Published on 21 November 2014
International leaders in human and animal chlamydia research will be among the speakers at the biennial Australian Chlamydia Conference to be held, for the first time, at USC on 26 and 27 November.
Experts from Switzerland, Canada, Italy and the United States will join Australia’s top chlamydia experts to present the latest research on various strains of the disease that affect humans, koalas and a range of other animals, including livestock.
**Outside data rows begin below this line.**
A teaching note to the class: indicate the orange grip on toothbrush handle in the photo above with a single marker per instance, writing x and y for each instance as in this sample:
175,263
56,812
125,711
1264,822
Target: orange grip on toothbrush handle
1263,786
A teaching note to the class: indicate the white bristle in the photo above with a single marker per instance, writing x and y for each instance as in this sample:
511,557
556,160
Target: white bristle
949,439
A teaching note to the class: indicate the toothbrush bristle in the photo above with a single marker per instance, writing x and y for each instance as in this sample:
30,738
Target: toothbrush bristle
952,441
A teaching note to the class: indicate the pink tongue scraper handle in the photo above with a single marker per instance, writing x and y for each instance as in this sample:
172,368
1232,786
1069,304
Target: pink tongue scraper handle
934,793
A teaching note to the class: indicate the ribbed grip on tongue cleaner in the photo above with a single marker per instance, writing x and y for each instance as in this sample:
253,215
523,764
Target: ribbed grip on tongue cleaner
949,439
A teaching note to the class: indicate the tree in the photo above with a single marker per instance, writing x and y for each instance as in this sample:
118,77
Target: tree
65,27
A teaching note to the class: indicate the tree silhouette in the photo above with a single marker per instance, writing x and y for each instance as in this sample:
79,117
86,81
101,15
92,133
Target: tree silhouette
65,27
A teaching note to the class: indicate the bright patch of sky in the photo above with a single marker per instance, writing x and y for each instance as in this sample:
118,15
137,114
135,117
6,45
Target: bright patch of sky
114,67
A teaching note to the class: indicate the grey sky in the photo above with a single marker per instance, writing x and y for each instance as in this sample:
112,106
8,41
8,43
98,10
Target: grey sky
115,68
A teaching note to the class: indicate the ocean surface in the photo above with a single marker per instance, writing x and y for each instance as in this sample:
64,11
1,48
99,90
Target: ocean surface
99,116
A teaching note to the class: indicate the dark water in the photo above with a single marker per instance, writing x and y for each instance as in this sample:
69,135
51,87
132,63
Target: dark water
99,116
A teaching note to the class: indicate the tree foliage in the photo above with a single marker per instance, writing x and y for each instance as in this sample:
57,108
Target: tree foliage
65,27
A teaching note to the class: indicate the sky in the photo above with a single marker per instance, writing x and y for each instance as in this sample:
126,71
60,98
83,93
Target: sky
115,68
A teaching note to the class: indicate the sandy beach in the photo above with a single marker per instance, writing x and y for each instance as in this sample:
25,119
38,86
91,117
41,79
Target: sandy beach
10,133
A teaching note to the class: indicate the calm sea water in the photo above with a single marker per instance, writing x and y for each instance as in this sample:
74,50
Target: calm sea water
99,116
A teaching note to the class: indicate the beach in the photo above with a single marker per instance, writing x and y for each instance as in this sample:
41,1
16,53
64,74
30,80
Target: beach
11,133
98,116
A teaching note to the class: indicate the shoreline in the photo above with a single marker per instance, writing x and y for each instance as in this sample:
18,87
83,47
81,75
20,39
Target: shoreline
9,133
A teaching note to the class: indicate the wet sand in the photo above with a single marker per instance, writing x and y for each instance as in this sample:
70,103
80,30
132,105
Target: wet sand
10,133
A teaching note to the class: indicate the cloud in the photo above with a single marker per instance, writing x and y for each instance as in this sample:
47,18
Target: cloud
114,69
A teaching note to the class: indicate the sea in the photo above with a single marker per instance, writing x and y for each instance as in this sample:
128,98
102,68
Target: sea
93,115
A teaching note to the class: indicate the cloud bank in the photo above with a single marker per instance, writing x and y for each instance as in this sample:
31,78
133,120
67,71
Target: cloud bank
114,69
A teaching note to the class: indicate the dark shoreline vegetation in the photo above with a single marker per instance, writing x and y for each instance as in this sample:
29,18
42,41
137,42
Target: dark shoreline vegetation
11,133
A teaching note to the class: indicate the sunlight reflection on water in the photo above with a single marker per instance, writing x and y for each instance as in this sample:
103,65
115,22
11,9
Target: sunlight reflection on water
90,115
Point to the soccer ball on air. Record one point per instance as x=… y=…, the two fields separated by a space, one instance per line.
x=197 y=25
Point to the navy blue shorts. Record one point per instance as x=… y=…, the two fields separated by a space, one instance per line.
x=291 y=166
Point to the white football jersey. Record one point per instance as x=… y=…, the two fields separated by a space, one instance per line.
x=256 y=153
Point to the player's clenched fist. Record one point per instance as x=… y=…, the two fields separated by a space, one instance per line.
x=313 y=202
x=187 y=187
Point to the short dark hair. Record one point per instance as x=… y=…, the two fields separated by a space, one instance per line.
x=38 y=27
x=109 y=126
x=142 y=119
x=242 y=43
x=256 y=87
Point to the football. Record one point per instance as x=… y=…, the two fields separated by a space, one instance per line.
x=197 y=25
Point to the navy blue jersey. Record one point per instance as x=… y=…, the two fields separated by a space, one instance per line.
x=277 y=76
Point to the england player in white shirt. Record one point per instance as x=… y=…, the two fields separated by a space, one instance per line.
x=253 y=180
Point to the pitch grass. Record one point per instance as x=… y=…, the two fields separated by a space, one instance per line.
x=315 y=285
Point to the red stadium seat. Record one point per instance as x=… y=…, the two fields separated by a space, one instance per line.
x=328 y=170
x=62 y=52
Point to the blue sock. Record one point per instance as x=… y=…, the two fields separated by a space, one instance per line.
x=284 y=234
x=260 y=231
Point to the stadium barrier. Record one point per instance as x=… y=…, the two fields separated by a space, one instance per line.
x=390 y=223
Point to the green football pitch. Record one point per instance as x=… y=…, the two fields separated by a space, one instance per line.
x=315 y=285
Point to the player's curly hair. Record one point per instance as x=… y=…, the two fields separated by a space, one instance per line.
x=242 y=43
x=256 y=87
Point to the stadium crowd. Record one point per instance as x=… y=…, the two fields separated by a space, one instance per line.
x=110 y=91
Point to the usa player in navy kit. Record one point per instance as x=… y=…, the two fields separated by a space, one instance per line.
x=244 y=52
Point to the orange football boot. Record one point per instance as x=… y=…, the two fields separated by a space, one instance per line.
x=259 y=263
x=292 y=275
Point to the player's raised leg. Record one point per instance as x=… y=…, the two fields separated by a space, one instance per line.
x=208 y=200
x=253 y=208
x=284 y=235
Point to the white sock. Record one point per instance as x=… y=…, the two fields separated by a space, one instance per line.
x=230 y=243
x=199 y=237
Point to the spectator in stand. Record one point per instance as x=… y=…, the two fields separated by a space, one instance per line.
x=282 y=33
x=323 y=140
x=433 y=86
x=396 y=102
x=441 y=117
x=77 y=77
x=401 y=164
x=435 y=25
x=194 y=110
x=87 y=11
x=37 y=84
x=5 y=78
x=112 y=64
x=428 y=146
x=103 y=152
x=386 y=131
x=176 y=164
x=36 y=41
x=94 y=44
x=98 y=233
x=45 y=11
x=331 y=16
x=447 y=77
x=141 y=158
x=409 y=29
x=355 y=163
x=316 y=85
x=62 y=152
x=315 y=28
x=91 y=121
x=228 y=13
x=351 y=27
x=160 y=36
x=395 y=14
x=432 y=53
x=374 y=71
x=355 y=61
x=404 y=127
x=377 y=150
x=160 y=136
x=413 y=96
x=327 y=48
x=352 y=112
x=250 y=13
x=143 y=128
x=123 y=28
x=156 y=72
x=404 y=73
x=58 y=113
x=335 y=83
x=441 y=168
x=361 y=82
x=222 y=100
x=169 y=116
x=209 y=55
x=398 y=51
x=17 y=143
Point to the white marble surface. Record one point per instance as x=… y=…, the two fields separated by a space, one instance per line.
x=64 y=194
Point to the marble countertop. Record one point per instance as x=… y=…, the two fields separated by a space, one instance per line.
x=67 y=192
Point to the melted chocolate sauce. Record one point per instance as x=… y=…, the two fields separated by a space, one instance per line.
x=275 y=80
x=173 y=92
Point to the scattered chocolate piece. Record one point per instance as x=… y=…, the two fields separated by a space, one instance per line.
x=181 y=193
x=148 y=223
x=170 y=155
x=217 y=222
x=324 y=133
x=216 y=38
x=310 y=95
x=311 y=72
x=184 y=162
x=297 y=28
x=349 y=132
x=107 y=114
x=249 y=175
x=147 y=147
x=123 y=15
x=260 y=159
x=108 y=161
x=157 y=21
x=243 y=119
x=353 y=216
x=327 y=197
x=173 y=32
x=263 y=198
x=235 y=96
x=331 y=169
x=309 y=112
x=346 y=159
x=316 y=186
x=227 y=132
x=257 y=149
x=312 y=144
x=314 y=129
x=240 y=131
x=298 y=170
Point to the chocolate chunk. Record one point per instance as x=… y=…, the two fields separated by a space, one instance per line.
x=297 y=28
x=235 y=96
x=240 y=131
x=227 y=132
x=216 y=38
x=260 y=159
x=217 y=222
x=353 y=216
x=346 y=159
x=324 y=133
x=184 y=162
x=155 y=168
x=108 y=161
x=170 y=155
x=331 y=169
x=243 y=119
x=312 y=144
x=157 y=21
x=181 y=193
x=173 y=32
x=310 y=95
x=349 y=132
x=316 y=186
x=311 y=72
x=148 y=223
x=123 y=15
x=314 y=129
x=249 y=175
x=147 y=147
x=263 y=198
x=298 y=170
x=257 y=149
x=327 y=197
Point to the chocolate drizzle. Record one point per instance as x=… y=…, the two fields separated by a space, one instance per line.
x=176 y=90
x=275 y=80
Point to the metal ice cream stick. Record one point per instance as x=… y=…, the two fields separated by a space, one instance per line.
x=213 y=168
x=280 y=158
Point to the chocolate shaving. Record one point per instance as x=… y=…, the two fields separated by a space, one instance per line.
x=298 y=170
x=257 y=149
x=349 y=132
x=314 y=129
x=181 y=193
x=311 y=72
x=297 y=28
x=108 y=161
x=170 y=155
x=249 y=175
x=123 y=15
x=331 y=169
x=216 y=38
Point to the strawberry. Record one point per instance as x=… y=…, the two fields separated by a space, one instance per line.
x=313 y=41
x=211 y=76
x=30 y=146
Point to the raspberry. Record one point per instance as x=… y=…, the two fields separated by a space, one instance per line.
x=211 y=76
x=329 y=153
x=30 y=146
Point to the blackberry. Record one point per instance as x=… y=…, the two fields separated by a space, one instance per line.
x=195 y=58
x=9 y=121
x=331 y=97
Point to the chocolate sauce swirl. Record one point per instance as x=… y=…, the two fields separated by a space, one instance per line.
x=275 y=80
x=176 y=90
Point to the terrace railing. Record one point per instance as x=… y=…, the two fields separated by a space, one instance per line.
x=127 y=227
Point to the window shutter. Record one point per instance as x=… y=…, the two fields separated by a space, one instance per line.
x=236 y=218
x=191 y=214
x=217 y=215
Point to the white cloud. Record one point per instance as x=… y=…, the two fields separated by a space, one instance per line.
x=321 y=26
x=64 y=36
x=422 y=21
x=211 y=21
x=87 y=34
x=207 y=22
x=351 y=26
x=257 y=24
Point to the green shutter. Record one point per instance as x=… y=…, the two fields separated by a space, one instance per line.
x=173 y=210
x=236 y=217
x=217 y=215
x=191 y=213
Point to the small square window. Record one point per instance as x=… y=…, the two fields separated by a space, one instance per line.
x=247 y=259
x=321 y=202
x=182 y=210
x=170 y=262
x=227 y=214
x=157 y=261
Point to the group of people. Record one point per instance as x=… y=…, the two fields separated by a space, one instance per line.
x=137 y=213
More than 100 delegates have registered for the 2014 Australian Chlamydia Conference that is being hosted by USC and sponsored by Queensland’s Department of Environment and Heritage Protection (EHP).
USC academics Professor Peter Timms and Dr Adam Polkinghorne (pictured) have organised the conference that will feature almost 40 presentations of cutting-edge research.
Topics will cover a wide range of areas, including: the implications of chlamydia for women who require IVF to conceive; a non-sexually transmitted type of chlamydia that infects up to 80 percent of humans and causes respiratory infections; and the genetic relationships between chlamydial infections in koalas and Australian cattle and sheep.
The conference will be attended by clinicians, academics from Queensland University of Technology, University of Technology Sydney, University of Sydney, University of Melbourne, Murdoch University, University of Newcastle and USC, staff from EHP and Queensland Health, wildlife carers and volunteers.
The first day of the event will focus on research into chlamydia in humans and the second on chlamydia in animals, particularly koalas.